"Tomorrow you will help me to remember a great many things," he said. "And now will you let me send you to bed, Mary Josephine?"
She was looking at the scar. "And all those years I didn't know," she whispered. "I didn't know. They told me you were dead, but I knew it was a lie. It was Colonel Reppington—" She saw something in his face that stopped her.
"Derry, DON'T YOU REMEMBER?"
"I shall—tomorrow. But tonight I can see nothing and think of nothing but you. Tomorrow—"

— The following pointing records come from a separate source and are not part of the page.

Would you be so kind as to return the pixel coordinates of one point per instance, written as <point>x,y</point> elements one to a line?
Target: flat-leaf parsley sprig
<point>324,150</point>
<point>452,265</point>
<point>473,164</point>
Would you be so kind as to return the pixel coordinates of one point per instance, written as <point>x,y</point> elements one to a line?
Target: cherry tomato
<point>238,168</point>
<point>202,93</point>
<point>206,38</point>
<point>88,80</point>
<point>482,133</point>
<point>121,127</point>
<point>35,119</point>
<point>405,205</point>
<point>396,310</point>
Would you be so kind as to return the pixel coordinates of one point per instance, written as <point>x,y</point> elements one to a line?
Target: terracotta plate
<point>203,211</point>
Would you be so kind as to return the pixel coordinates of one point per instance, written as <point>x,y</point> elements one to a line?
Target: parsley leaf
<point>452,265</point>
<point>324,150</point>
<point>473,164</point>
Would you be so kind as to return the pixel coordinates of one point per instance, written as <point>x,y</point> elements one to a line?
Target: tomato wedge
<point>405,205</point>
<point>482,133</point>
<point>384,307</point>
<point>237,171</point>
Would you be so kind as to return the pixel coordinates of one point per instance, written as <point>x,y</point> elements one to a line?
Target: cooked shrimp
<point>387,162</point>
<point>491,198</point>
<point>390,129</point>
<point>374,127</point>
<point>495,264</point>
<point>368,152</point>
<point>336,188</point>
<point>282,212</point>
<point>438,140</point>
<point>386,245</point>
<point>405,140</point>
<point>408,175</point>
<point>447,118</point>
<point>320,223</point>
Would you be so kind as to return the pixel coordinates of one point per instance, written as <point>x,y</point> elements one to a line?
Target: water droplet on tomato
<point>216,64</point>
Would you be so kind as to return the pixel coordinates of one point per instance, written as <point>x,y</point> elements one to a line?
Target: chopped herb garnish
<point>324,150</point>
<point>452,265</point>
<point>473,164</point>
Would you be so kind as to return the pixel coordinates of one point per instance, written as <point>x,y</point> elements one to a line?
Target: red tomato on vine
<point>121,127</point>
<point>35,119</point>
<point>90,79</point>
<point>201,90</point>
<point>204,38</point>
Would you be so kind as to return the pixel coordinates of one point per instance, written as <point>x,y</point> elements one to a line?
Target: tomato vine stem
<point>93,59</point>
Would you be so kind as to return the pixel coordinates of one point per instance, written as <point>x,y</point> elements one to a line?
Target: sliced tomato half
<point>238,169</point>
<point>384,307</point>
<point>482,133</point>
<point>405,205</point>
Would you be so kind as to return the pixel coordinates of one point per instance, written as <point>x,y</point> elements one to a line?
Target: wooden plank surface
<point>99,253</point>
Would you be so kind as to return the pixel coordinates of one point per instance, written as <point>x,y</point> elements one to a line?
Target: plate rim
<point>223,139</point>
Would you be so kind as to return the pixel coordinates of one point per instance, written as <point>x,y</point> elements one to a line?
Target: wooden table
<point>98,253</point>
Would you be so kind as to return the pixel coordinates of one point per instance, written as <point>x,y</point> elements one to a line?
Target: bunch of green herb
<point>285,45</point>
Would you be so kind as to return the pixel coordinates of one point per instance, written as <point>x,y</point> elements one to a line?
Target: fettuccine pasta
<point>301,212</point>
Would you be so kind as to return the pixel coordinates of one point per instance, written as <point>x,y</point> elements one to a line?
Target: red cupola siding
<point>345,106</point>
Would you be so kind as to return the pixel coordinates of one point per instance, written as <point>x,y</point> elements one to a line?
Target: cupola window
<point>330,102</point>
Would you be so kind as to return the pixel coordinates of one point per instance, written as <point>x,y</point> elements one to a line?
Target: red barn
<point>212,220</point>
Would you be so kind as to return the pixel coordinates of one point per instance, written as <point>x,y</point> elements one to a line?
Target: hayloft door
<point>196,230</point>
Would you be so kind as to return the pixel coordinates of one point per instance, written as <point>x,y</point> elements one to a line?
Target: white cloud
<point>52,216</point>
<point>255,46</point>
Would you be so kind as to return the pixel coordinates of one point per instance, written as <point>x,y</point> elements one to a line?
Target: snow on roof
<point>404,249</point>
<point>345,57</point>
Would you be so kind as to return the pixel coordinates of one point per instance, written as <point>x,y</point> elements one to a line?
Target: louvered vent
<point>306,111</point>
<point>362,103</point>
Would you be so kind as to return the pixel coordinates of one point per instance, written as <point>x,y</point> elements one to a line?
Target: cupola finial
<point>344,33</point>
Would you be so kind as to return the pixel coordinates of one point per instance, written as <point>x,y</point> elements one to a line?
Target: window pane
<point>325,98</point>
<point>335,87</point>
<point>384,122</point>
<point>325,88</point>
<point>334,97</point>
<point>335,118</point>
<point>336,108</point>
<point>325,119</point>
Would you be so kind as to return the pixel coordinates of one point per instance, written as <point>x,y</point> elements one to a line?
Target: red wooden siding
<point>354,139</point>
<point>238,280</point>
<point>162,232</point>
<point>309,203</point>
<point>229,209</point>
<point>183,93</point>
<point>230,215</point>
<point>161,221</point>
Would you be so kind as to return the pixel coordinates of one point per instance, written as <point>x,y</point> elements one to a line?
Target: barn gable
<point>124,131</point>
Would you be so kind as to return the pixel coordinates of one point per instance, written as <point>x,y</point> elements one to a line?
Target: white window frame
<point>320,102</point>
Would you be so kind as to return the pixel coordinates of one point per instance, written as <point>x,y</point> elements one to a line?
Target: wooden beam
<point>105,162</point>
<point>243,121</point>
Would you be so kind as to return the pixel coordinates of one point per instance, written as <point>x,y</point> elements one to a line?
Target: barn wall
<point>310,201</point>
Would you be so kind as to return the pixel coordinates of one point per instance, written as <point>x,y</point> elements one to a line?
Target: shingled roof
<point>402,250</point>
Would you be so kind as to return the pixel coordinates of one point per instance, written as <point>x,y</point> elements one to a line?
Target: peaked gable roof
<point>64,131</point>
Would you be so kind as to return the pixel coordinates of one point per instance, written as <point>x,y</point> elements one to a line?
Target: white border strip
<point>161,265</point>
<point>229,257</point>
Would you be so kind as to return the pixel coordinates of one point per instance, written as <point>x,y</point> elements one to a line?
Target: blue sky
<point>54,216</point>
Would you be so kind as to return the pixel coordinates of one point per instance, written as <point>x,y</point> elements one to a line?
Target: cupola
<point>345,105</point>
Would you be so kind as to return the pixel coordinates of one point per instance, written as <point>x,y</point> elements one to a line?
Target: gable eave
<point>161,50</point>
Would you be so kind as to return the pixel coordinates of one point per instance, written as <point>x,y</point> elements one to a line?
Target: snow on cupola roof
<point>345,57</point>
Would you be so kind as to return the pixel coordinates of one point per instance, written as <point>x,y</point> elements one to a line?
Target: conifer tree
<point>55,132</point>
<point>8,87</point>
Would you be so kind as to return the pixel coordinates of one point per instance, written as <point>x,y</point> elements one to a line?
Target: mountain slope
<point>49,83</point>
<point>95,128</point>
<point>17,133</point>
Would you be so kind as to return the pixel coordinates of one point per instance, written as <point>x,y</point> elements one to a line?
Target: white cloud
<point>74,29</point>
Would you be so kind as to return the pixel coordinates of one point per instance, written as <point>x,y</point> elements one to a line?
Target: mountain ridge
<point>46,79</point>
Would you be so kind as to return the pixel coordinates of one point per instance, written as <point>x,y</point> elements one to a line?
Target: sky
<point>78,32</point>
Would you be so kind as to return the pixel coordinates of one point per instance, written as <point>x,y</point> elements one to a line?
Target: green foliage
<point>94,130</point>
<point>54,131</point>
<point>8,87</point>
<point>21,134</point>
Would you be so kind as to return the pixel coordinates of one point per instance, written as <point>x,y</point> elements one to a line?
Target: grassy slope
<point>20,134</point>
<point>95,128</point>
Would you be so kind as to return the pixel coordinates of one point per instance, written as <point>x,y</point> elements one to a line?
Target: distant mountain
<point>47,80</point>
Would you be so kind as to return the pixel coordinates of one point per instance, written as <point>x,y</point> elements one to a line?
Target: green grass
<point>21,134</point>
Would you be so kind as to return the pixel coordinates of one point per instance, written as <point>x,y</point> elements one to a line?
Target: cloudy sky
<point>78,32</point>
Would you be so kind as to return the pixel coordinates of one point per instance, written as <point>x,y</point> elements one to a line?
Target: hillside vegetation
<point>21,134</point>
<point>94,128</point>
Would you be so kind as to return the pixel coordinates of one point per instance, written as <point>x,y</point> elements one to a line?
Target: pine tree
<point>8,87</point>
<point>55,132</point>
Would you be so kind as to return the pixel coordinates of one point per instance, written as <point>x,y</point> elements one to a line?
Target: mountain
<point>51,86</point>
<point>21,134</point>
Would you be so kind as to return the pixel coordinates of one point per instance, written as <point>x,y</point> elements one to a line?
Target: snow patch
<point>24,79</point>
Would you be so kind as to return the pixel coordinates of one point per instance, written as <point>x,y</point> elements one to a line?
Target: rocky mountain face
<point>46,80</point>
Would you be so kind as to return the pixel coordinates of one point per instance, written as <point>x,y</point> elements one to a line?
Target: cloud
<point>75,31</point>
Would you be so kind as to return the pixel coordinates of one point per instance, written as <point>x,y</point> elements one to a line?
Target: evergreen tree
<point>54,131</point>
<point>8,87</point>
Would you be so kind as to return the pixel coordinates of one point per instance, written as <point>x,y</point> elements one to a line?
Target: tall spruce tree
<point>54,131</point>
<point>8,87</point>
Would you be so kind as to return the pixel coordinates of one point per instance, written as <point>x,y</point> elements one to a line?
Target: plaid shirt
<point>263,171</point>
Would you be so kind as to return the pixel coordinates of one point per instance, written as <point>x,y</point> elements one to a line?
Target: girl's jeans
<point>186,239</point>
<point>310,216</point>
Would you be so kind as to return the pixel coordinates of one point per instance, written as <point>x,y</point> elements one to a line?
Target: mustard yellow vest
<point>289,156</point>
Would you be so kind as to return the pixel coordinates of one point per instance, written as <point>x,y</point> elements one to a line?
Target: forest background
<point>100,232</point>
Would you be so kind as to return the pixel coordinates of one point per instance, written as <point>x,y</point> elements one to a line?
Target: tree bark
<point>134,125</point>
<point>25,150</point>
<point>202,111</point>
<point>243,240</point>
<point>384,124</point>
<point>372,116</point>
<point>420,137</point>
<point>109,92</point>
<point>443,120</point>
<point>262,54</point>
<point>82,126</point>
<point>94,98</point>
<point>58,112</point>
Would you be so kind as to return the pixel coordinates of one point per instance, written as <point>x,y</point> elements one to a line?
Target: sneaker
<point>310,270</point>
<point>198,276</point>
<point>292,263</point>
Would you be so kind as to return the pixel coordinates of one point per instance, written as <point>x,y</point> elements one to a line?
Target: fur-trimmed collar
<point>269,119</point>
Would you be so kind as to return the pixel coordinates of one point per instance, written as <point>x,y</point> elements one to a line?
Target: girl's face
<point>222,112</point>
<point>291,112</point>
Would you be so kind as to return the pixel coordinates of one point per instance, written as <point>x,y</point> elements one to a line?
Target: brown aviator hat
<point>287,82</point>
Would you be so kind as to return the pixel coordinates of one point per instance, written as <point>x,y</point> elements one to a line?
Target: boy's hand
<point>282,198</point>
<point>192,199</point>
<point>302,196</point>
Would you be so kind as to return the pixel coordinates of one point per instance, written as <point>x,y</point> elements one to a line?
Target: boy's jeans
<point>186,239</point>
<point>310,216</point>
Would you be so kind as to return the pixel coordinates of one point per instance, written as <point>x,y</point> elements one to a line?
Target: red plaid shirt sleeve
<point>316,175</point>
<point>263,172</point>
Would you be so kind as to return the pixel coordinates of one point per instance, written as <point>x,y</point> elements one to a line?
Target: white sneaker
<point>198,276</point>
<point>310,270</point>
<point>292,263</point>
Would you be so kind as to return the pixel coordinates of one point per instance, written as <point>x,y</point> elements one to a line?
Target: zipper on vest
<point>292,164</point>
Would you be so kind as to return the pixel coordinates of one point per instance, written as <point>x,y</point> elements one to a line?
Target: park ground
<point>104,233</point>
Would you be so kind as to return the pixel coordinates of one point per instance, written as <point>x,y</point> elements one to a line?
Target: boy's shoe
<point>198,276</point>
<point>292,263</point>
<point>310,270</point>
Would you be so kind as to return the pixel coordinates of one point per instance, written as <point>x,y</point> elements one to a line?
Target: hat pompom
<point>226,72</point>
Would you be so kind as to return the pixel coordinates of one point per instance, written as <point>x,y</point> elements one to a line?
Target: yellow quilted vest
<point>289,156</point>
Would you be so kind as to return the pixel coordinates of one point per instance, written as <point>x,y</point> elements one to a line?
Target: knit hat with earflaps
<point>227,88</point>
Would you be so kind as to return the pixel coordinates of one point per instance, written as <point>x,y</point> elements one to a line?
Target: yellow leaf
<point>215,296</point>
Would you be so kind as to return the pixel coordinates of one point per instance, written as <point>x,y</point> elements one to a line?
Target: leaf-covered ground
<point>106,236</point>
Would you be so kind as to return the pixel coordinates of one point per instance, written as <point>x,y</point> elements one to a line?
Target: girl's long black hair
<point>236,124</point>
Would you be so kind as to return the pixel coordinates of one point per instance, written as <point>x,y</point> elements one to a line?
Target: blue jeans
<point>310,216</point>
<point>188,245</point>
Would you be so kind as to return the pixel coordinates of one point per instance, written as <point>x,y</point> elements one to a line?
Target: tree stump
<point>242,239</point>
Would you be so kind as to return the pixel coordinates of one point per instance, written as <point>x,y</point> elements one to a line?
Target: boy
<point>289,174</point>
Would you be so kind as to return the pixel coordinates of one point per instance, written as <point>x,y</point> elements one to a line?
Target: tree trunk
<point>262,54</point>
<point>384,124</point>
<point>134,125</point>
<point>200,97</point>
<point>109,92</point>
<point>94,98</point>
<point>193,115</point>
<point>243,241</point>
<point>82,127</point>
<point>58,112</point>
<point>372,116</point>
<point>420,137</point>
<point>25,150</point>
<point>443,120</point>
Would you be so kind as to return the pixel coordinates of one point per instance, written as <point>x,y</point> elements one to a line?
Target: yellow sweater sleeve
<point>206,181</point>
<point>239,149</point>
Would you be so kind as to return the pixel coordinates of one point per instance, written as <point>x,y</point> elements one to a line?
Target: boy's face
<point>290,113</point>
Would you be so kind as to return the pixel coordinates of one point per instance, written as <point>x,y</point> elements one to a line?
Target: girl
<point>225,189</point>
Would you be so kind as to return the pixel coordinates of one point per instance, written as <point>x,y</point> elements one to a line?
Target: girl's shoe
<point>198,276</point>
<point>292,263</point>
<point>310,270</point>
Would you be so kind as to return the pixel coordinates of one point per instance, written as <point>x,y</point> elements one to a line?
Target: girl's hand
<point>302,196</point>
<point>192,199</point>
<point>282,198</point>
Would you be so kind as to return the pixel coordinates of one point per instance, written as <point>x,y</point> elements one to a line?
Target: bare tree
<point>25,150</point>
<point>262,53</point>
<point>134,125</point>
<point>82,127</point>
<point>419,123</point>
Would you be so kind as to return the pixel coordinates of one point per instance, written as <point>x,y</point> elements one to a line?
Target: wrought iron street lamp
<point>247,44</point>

She drew his head down swiftly and kissed the brand made by the heated barrel of the Englishman's pistol. "Yes, yes, we must go to bed now, Derry," she cried quickly. "You must not think too much. Tonight it must just be of me. Tomorrow everything will come out right, everything. And now you may send me to bed. Do you remember—"
She caught herself, biting her lip to keep back the word.
"Tell me," he urged. "Do I remember what?"
"How you used to come in at the very last and tuck me in at night, Derry? And how we used to whisper to ourselves there in the darkness, and at last you would kiss me good-night? It was the kiss that always made me go to sleep."
He nodded. "Yes, I remember," he said.
He led her to the spare room, and brought in her two travel-worn bags, and turned on the light. It was a man's room, but Mary Josephine stood for a moment surveying it with delight.